Winning projects against climate change

November 21, 2019

Winning projects against climate change

The winners of the United Nations Global Action Awards, 15 examples of innovative and reproducible initiatives that can make a difference in dealing with climate change, have been announced

In order to combat climate change effectively, it is important to sign agreements and identify action strategies, but actual projects that can make a difference are also needed. And some of these projects – 15 of the over 670 submitted to the panel of experts – have won recognition from the Global Climate Action Awards of the United Nations with an award presented as part of the global initiative Momentum for Change implemented with the support Rockefeller Foundation and cooperation of the World Economic Forum. The names of the winners were announced immediately after the United Nations Climate Summit and at the same time as the Climate Week in New York and the selected projects will be presented during the Climate Summit (Cop25) scheduled for Madrid at the beginning of December. 

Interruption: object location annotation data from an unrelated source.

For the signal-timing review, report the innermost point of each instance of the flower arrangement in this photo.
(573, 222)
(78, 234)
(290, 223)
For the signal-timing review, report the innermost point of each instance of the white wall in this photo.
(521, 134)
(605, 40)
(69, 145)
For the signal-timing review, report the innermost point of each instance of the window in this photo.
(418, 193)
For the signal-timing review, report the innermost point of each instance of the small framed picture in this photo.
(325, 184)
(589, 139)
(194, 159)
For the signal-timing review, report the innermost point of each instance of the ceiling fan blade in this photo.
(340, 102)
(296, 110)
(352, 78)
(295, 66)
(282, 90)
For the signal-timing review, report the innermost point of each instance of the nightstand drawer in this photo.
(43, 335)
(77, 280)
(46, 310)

The projects were divided into four categories to underline the fact that the proposed solutions do not relate only to climate change but also to other important Sustainable Development Goals. “We hope these projects will serve as a source of inspiration for other initiatives aimed at dealing with the biggest challenges faced by society” commented Gabrielle Ginér, who headed the team of experts that assigned the awards. 

Planetary Health

The four projects selected in the “Planetary Health” category relate to the food production and policies sectors, as well as new technologies and “clean” energy sources. 

Impossible Foods (Singapore, Hong Kong, USA, Macao) aims for example to create plant-based alternatives to meat, while Ghent en Garde (Belgium) gives the example of the city of Ghent, one of the first in Europe to propose its own food policy intended to transform the food system at local and urban level. We then move to China, with the Alipay Ant Forest project, which, using one of the most widely-known payment systems around the world (Alipay), has used the power of digital technologies to plant over 122 million trees. Finally we come to the Dominican Republic with Electricians Without Borders, which, following hurricane Maria in 2017, has allowed a system to be organized to supply energy (from renewable sources) to six medical centers across the island if required.

Climate Neutral Now 

Many companies are committing to achieve zero emissions to combat climate change and four of them have been recognized by the United Nations. MAX Burgers (Sweden, Norway, Denmark and Poland) launched the first “climate positive” menu in 2018, stating the amount of CO2 emitted for each component. Natura, the biggest cosmetics producer in Brazil, is measuring and reducing emissions throughout its production chain, while Apple is moving towards a business entirely sustained by renewable energy (an objective achieved for the electricity currently used). Finally, the second biggest Information Technology company in India, Infosys, is one of the first companies in the sector to have committed to achieving environmental neutrality.  

Women for Results

The importance of the role of women is emphasized by four projects involving very different countries and populations in combating climate change. In Sub-Saharan Africa, an initiative has been launched to educate young women in the poorest and most disadvantaged communities, while in the United States, the Mothers Out Front movement involves over 24,000 mothers who want to protect their children and community against the harm of climate change. In southern Asia, the Indiana Mahila Housing Sewa Trust NGO is trying to help women from the poorest families to increase their resilience to climate change and, finally, the Eco Wave Power project (Israel and Gibraltar), led by a woman, aims to produce clean energy from sea waves. 

Financing for Climate Friendly Investment

The sustainable business models and economic/financial policies recognized by the awards include the one operating in Zambia, which is committed to creating a regulatory environment that allows companies to supply off-grid clean energy (outside the existing electricity network) to the country. Another recipient of the award is the initiative which, through the Impact Investment Exchange platform, is releasing 150 million US dollars to help over 2 million women in Asia, improving their access to credit for example, and the International Climate Cooperation Program introduced in Quebec in 2016 to fund and support developing countries, particularly those exposed to the effects of climate change.